The Battle of Antietam and the World It Left Behind

by Stephen Budiansky

Pub Date: Sept. 3rd, 2024
ISBN: 9781324035756
Publisher: Norton

The September 1862 battle recounted through the lives of nine participants.

Historian/biographer Budiansky reminds readers that Robert E. Lee did not assume command until a year after hostilities began. During that time Confederate President Jefferson Davis, aware that the North possessed far more resources, had adopted a defensive policy, certain that to win the South had only to emulate Washington’s successful strategy during the Revolution: avoid outright losses and make the war unacceptably expensive for the enemy. By the time Lee took over, this strategy was working, according to Budiansky and most contemporary observers. No deep thinker, Lee assumed that generals attack, a disastrous policy for a weaker adversary, though spectacularly successful at first because he faced incompetent opposition epitomized by Union general George McClellan. Disorganized and vainglorious, McClellan showed a maddening reluctance to attack and vastly exaggerated the size of Lee’s army.
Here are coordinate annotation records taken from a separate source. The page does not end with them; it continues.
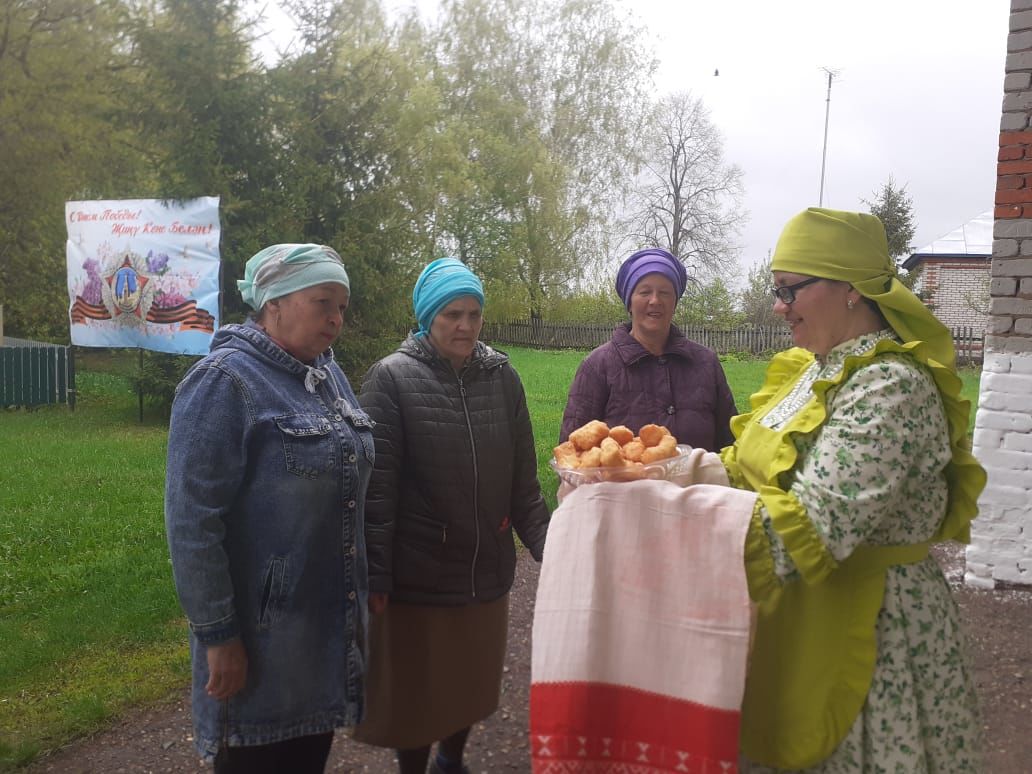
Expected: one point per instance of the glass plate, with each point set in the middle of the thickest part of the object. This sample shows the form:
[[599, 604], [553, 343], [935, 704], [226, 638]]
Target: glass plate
[[665, 470]]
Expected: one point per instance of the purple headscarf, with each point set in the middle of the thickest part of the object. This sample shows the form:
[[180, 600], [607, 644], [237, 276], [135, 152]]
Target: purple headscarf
[[649, 261]]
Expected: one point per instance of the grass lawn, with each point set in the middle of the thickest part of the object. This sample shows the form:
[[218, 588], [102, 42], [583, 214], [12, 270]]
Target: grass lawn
[[88, 617], [89, 620]]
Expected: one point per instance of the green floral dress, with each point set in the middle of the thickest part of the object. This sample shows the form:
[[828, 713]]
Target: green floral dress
[[872, 475]]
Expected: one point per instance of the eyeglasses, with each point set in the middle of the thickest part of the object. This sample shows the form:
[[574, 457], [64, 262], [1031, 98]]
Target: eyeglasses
[[786, 293]]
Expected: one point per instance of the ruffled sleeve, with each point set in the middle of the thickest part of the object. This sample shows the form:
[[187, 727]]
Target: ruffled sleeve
[[783, 368]]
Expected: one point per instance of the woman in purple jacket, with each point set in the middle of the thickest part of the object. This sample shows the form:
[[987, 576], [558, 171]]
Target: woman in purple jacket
[[648, 372]]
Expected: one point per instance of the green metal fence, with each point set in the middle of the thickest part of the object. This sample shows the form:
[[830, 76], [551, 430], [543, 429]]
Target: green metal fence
[[36, 374]]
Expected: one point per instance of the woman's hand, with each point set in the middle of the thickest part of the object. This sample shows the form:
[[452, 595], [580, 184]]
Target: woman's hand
[[227, 668]]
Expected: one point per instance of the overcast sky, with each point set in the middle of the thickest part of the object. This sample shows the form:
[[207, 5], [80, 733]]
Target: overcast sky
[[917, 97]]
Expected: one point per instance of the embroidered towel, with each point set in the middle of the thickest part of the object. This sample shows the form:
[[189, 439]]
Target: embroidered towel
[[641, 631]]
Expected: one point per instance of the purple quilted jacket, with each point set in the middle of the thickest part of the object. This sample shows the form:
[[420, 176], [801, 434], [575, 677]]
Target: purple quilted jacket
[[683, 389]]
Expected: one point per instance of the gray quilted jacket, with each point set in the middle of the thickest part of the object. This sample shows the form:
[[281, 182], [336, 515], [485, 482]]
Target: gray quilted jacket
[[455, 473]]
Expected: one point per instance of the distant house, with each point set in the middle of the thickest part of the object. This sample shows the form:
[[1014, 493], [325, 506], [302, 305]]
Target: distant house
[[955, 273]]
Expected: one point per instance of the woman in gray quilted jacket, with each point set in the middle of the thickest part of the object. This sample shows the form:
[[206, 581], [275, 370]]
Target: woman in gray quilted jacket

He could have annihilated Lee at Antietam but bungled it. No scholar has yet explained why, when a copy of Lee's plans fell into McClellan’s hands, he did nothing for days while Lee frantically recalled his units and then, still outnumbered, fended off McClellan’s confused, piecemeal attack, which produced equal slaughter on both sides. Budiansky chooses equally compelling supporting figures. Physician Jonathan Letterman worked to reform the shameful Union medical care system. Wounded repeatedly, Oliver Wendell Holmes barely survived three years as a junior officer and recorded his painful descent from dreams of glory to squalor and death. Alexander Gardner shocked the public with photographs of the dead, though few showed corpses decapitated, disemboweled, missing limbs, or partially devoured by marauding pigs. Also, Budiansky notes, Gardner staged some photos, moving around corpses “to conform to some idealized representation of death.” Buttressed by four additional, equally cogent portraits, these masterful mini-biographies give the famous battle a compelling human face.

A masterful addition to the crowded shelf of books about Antietam.